Five short links

Highfive2
Photo by somethingstartedcrazy

Airport security using your online profile – Most people now have multiple public profiles on different services like Facebook and LinkedIn. Unlike traditional self-supplied information, these are hard to fake because they require significant numbers of other people to implicitly supply references by friending you. You can imagine creating a large number of fake acounts all friending each other, but that structure will stick out in a social graph like a sour thumb. Then there's semi-public data like credit reports on top of that, which either requires years of preparation or cooperation from multiple private companies to fake. This means that if you can verify that a person is who they say they are, you can be very sure about whether that identity is a real or made-up one. I first heard about this as a problem that spies in foreign countries now face when building new identities, but this article indicates that airline security in the US may rely on similar data as a signal when screening travelers.

Mapbox's Wax  – I only recently discovered Mapbox, but I've been blown away by the quality of their work. Wax is their Javascript library that makes it easy to use a whole bunch of different map technologies through a common interface.

Girls go geek again – It's eye-opening to see how female-friendly computing used to be, and depressing to see how much ground we've lost since the early 80's. Don't dismiss this as a hippy political-correctness problem, just think about all of the kick-ass github projects that don't exist because the authors didn't go into our field.

Open-source data journalism with BuzzData – I've been excited to see Peter Forde's vision of a socially-focused data site become a reality. It ties in with one of my big dreams, of seeing every journalistic story that references data make the raw numbers available for follow-ups and responses, just like scientific papers.
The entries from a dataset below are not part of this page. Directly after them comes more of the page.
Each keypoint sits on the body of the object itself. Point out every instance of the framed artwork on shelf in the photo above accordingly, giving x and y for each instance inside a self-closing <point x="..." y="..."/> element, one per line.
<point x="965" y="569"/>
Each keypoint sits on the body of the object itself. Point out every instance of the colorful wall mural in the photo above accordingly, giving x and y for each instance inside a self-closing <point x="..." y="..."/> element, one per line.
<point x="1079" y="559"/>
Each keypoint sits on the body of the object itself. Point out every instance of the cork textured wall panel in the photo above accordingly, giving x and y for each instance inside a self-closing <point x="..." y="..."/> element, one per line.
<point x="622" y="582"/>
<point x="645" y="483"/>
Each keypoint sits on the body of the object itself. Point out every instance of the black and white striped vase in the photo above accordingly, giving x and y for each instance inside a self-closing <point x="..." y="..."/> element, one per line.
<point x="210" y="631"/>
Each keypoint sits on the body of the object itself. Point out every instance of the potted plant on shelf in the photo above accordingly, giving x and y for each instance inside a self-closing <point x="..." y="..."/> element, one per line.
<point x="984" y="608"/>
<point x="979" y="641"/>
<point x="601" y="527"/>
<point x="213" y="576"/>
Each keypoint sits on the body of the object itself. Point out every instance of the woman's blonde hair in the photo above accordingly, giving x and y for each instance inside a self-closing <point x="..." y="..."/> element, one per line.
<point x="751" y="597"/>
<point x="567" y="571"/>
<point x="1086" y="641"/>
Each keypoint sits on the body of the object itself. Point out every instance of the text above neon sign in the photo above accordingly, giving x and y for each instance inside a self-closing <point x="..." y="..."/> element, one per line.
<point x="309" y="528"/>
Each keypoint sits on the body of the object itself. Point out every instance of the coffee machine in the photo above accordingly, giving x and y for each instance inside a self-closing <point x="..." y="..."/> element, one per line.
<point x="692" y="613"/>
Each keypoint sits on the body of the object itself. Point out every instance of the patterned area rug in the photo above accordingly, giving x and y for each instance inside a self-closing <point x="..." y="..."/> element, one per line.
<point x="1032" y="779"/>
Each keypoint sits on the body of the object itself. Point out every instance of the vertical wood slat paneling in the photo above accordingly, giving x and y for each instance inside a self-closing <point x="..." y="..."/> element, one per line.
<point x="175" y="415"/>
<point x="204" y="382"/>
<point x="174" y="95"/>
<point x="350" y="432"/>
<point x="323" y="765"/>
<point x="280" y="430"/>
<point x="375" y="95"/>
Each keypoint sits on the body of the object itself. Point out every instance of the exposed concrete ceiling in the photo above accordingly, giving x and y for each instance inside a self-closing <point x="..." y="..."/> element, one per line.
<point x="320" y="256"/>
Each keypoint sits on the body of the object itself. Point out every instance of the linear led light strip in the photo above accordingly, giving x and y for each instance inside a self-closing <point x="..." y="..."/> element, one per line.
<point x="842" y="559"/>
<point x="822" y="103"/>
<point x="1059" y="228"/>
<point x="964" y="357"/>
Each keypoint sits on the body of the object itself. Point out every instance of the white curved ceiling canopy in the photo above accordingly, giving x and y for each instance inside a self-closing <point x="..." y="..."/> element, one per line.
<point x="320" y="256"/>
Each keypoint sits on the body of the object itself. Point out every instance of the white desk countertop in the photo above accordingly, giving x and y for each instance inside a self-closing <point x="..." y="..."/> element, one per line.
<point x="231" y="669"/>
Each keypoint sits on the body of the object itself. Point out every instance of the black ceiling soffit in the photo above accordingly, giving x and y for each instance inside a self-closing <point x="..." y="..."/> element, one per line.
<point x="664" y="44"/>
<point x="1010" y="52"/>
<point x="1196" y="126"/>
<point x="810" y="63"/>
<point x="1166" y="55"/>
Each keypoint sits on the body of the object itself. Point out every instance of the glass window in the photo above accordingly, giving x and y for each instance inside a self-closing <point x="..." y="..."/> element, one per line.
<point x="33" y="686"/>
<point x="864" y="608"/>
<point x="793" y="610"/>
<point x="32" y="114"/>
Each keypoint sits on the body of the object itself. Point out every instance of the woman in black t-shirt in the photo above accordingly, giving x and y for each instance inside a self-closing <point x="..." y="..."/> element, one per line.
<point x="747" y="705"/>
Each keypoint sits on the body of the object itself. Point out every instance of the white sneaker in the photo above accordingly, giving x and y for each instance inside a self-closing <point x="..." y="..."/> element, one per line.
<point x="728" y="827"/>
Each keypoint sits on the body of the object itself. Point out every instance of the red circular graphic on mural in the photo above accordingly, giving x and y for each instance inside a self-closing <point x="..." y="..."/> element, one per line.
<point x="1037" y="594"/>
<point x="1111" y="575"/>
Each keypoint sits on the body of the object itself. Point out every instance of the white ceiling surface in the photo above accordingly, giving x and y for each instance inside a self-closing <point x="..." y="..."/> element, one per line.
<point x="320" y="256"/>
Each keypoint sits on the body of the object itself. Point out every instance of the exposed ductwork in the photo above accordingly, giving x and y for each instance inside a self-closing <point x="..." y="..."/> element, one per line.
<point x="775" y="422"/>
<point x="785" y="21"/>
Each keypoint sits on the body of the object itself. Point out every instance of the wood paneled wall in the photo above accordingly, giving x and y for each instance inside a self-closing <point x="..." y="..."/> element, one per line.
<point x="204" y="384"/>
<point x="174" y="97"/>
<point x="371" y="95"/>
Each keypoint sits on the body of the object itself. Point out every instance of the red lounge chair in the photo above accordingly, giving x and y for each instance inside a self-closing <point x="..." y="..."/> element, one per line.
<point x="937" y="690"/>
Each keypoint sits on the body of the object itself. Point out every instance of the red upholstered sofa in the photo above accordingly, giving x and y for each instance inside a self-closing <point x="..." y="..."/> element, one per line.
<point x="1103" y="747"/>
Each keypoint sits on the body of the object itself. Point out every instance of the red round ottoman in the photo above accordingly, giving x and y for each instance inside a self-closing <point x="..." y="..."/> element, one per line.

HMS Pinafore – The Pirates of Penzance came up on my iTunes shuffle a few days ago, and I decided to see if there were any Gilbert and Sullivan performances coming up. As luck would have it, Lamplighters were finishing up a run of HMS Pinafore at Mountain View, so a few of us ventured down in some trepidation (South Bay isn't normally where I head for my culture). I was amazed, it was by far the best G&S production I've ever seen. The singing of the main players and the chorus was clear, rich and powerful, the choreography was crisp but still full of life, and the orchestra was note-perfect. The acting made the show though, with Robby Stafford stealing scenes left and right as Dick Deadeye. I'm going to be following the Lamplighter's schedule closely from now on, that was one of the best shows I've seen all year and I'm looking forward to catching more.